I say this, by the way, as an atheist, a democratic socialist, a native northeasterner, a person who believes that colleges should not have sports teams in the first place—and in case it isn’t obvious by now, a card-carrying member of the liberal elite...

Let me be clear. I recognize that both the culture of political correctness and the recent forms of campus agitation are responding to enormous, intractable national problems. There is systemic racism and individual bigotry in the United States, and colleges are not immune from either. There is systemic sexism and sexual assault in society at large, and campuses are no exception. The call for safe spaces and trigger warnings, the desire to eliminate micro-aggressions, the demand for the removal of offensive symbols and the suppression of offensive language: however foolish some of these might be as policy prescriptions (especially the first two), however absurd as they work themselves out on the ground, all originate in deeply legitimate concerns.

3 comments:

Anonymous said...

Two thoughts...

First alludes to that old expression about 'Art'. Something about... 'I know what I don't like'. And, for many Americans that aren't on the Right, that statement might also pertain to 'government'. Although, most might not even notice or appreciate 'bad government' until it affects them personally.

Second might involve Sociology, Anatomy and Physiology.
And so... My impression is that it is easy to join groups of 'like-minded' individuals, giving personal comfort both emotionally, and physically (you know, 'power' in numbers).

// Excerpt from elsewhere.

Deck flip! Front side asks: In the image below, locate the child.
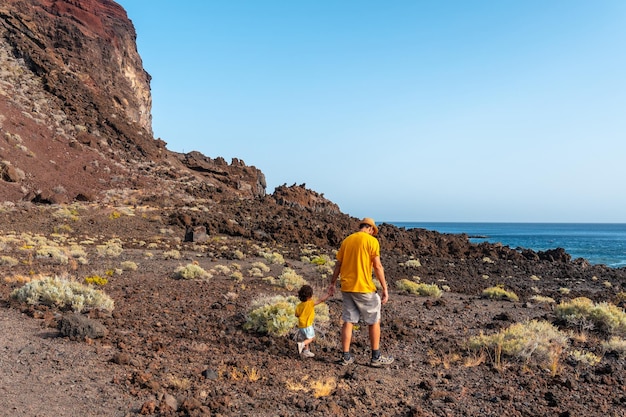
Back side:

Personally, at times, I have felt it an easier thing to forgo the time-taking task of reading articles and weigh various sides to issues, and simply become carried away with the 'simple' rhetoric that I hear from people on the 'Right'. Short, emotionally laden, sometimes hate filled quips – that's the ticket. Things that 'feed' the population that read at the 6th grade level. Things that appeal to those being dominated by their 'reptilian' brain; ruled by fear, hate, adrenaline, and testosterone.

I've been 'young', I know.

As in 'Art', the process of expressing complex Political Ideas, Structures, Processes, etc. is not an easy task. It might be easy to simply say “Wow, look at those puppies” when looking at a painting of a nude. Or, Politically, “Kill those foreigners”... for some simply defined esoteric reason like Religion, Economic Structure, or Race.

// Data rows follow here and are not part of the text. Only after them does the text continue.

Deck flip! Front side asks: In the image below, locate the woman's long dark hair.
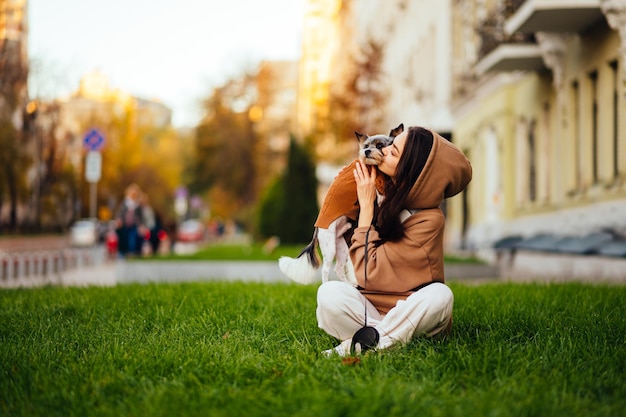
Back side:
[377,127,434,241]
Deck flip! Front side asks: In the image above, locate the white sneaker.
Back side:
[322,339,352,356]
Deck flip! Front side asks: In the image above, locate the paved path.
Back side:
[0,260,497,288]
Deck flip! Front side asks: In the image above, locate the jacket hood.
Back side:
[405,130,472,209]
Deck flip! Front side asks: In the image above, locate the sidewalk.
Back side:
[0,259,498,288]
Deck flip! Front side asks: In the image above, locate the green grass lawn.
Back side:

There is no way to 'argue with logic like that'. Don't try. Walk away.

Unfortunately, we are entering an era of reenactment. Maybe it is something intrinsically wrong with people. Something genetically engineered over years of fighting wars between groups of people, tribes of people, nations of people, etc. for various reasons.

And like in the past, the meanest, toughest, greediest a..holes will win. Although, WWI and WWII were exceptions - but to make my point, there are those today that are making it something 'patriotic' to be exactly what we fought against in WWII.

Anonymous said...

Maybe it is something intrinsically wrong with people. ... And like in the past, the meanest, toughest, greediest a..holes will win.

Nope, the only thing "wrong with" people is that we're adaptable.

If those of us able to resist adapting to the overt psychopathy that's now dominant can get together and take over government, we can change the model to which people will then, whether consciously or unconsciously, adapt themselves.

It's our choice. We can reward goodness, cooperation, easy-going personalities, and punish greed, chicanery, and exploitation. And then sit back and watch people gradually adapt and become better, more cooperative and easy-going, less concerned about "stuff", and more punitive toward those that exploit others.

It's Nature's most basic rule: we do what pays off.

Anonymous said...

Re: Anon @ 6:54PM

It would be nice to believe that, but sounds like 'wishful-thinking'.